Personal information
- Full name: Jeffrey Thorpe
- Date of birth: 17 November 1972 (age 53)
- Place of birth: Cockermouth, England
- Position: Midfielder

Youth career
- Carlisle United

Senior career*
- Years: Team / Apps / (Gls)
- 1989–2000: Carlisle United / 224 / (6)
- Total:  / 224 / (6)

= Jeff Thorpe =

English footballer

Jeffrey "Jeff" Thorpe (born 17 November 1972, in Cockermouth, Cumbria) is an English retired professional footballer who played as a midfielder.

He spent his entire career at Carlisle United before retiring in 2000 due to injury.

He played in the Championship winning 1994–95 season, scoring 4 goals, and made a substitute appearance at Wembley Stadium against Birmingham City in the 1995 Football League Trophy final.
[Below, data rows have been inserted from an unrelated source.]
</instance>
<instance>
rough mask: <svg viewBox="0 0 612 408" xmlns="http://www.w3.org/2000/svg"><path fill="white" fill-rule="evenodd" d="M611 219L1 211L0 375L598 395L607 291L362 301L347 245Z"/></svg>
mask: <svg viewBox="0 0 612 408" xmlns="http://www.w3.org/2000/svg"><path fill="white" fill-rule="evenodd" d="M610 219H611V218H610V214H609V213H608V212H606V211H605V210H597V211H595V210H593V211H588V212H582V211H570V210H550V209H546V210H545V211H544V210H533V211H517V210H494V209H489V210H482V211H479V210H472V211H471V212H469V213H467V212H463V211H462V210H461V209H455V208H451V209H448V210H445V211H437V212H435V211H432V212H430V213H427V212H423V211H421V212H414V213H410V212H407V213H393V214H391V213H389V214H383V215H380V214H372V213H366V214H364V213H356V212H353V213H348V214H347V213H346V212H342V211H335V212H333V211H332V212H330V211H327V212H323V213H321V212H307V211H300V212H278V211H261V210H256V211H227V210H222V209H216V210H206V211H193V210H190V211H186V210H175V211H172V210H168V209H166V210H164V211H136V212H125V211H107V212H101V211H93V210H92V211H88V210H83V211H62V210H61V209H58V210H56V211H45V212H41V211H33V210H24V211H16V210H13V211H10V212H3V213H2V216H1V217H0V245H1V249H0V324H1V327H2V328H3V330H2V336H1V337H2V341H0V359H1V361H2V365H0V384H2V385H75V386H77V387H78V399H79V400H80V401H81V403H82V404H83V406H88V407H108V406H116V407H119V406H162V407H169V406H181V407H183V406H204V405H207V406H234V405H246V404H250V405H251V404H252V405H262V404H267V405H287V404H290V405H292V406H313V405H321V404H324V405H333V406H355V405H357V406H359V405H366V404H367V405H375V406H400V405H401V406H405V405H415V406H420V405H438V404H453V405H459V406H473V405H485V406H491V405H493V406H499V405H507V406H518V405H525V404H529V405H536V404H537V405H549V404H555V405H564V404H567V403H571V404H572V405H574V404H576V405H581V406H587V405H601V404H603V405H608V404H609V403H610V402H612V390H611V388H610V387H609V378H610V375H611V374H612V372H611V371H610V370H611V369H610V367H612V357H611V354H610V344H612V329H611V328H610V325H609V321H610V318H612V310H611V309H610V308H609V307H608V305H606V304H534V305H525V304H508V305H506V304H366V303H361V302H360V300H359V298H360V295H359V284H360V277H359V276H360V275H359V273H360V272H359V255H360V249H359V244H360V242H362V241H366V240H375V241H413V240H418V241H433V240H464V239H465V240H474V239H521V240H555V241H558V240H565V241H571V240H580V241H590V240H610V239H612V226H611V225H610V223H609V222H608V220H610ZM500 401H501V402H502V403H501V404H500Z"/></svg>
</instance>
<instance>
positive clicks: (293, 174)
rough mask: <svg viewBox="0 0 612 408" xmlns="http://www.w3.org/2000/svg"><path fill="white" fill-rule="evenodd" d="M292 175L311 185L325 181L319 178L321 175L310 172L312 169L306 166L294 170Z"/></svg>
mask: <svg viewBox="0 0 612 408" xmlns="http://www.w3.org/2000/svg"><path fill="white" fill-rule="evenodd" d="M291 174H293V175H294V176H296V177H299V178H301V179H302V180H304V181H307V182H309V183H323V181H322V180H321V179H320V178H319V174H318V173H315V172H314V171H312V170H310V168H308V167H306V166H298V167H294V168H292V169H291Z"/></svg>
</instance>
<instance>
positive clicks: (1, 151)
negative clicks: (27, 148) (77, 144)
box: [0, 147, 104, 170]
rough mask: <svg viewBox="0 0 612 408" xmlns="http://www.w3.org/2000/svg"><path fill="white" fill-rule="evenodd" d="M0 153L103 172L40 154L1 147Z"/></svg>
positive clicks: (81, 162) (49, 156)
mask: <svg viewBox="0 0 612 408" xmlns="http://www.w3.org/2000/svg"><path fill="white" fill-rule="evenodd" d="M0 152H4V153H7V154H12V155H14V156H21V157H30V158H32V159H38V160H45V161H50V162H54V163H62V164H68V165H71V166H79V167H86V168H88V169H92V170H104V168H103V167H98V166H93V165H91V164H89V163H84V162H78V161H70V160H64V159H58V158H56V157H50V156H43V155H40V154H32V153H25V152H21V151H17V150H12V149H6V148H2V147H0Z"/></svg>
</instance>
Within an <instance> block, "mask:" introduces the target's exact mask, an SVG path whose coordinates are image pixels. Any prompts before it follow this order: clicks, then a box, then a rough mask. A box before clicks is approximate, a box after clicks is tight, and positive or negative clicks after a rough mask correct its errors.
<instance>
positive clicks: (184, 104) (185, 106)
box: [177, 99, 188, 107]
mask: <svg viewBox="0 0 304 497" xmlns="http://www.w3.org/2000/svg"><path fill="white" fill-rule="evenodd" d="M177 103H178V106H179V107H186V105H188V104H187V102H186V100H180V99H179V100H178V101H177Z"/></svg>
Persistent back injuries bought a premature end to his career aged just 27 after 11 years with Carlisle. Thorpe spent several years as Radio Cumbria match day summariser on Carlisle games. He lectured in Sport Performance at the University of Cumbria for 11 years and still resides in the county where he also runs a coaching and fitness business.

Jeff now plays bowls at Croft Bowling Club in Cockermouth, where he recently won the Bob Gibb Trophy for Newbies.